On those occasions when I have happened to watch a Carry On film (not professionally as a critic; more idly, rather, precisely as a diversion from the exercise of criticism), I have experienced a similar sense of assurance, of social and, indeed, existential harmony, of ‘things in their place’. Though the extrinsic settings may vary with each film (barracks, hospital ward, grammar-school classroom; or else the Khyber Pass at the turn of the century, the ‘Merrie England’ of Henry VIII), the ‘world’ proposed to us remains a vacuum as finite and compact as the Nautilus, since it is founded, not on measurable boundaries, but on an unchanging interconnection of relationships between the company of performers and the stereotypes which, from film to film, from epoch to epoch, they never cease to embody.

There is, in other words, a comfortable and reliable escapism that allows us to enjoy “a game, a giggly, off-colour charade, a tiny microcosm of the adult world”.

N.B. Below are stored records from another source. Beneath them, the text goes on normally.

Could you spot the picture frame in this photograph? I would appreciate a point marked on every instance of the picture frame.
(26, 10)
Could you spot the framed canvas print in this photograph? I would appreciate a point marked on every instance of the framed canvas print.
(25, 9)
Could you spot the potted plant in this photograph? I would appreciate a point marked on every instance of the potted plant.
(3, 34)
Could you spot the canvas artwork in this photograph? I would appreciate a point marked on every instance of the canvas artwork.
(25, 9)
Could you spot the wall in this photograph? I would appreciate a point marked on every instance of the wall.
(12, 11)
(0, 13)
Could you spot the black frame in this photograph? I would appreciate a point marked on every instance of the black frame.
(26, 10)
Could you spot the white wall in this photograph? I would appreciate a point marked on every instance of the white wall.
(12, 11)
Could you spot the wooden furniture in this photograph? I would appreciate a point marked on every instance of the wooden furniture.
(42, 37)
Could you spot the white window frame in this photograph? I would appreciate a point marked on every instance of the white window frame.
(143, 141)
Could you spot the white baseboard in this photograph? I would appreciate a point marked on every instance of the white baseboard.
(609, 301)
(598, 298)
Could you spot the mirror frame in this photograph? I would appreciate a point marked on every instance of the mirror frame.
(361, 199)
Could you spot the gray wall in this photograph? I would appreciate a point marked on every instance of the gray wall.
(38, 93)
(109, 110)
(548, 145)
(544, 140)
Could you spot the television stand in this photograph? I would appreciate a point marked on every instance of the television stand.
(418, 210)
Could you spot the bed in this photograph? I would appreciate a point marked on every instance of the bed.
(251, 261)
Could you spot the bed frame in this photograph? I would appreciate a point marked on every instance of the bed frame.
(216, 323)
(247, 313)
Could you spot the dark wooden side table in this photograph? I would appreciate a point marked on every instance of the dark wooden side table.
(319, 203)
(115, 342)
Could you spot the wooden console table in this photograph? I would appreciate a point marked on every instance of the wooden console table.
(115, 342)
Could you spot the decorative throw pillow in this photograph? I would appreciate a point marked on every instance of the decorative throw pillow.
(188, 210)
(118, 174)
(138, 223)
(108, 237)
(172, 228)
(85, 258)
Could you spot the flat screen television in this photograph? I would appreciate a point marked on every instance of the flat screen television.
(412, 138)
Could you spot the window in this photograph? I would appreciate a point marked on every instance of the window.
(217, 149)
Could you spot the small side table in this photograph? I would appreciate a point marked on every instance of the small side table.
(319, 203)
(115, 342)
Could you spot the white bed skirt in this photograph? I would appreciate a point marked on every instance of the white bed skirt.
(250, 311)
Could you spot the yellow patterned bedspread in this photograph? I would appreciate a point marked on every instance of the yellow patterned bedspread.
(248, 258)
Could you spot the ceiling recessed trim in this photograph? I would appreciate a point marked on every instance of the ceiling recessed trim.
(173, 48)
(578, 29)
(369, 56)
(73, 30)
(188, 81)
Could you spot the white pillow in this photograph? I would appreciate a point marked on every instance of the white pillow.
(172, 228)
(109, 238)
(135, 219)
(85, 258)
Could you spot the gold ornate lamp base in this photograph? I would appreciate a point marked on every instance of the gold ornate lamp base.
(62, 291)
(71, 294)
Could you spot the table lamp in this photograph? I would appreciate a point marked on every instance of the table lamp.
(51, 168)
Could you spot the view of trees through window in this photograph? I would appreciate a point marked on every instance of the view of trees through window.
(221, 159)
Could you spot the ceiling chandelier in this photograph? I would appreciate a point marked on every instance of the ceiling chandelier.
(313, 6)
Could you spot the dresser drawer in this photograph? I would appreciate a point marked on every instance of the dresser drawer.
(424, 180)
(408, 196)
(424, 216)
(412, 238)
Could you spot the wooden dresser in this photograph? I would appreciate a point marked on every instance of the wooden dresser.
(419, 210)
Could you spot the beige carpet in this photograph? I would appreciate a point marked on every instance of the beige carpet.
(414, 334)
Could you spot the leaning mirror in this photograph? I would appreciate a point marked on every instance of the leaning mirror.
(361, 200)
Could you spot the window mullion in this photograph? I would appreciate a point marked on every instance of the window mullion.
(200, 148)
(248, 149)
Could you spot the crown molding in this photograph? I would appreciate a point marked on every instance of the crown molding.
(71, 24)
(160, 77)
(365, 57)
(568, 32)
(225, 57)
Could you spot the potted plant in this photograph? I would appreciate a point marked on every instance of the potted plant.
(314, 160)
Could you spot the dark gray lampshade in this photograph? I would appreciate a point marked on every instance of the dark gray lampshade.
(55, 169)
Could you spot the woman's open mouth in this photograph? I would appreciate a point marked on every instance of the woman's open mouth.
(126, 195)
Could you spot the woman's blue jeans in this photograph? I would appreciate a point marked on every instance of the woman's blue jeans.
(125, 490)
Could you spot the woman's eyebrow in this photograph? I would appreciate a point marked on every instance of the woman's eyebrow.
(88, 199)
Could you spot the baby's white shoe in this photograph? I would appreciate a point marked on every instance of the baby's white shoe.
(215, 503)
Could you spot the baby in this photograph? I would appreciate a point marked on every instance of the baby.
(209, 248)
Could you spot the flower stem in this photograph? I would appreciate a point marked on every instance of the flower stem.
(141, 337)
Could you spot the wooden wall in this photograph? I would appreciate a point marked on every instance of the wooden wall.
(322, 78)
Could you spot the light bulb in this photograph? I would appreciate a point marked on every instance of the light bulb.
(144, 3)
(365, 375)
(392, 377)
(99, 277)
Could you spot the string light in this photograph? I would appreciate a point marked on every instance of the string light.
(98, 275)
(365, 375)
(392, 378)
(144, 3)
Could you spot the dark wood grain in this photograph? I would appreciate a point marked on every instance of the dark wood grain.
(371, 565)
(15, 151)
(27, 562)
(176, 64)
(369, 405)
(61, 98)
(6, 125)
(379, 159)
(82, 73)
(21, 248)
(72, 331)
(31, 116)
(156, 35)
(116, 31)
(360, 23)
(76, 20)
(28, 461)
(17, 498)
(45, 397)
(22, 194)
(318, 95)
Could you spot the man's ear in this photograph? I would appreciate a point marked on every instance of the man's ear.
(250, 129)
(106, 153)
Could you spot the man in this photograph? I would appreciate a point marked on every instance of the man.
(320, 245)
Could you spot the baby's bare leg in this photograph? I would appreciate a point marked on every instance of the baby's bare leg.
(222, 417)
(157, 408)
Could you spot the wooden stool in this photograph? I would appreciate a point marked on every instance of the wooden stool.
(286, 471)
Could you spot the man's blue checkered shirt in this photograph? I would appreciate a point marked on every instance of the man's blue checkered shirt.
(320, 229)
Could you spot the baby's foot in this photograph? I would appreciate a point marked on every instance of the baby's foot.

Personally I also get some comfort from knowing something about the actors themselves. They were human too and had troubled lives of their own involving dangerous love affairs, self-destruction, depression, alcoholism, and failed ambition. I know I’m not the only one with a fascination for these actors’ lives because at least four biopics have been made about them, and that’s not counting the volumes of published diaries and biography. I like watching these people because they remind me that I’m not the only one with an imperfect life. It happens to the best of us.

I won’t judge you if the Carry Ons aren’t your speed. They are very different from movies today and, god knows, they have a raft of their own egregious flaws. It is absolutely necessary to acknowledge and understand those flaws rather than try to rationalise them away, but if you can live with them then I think the Carry On films offer more than enough by way of reward.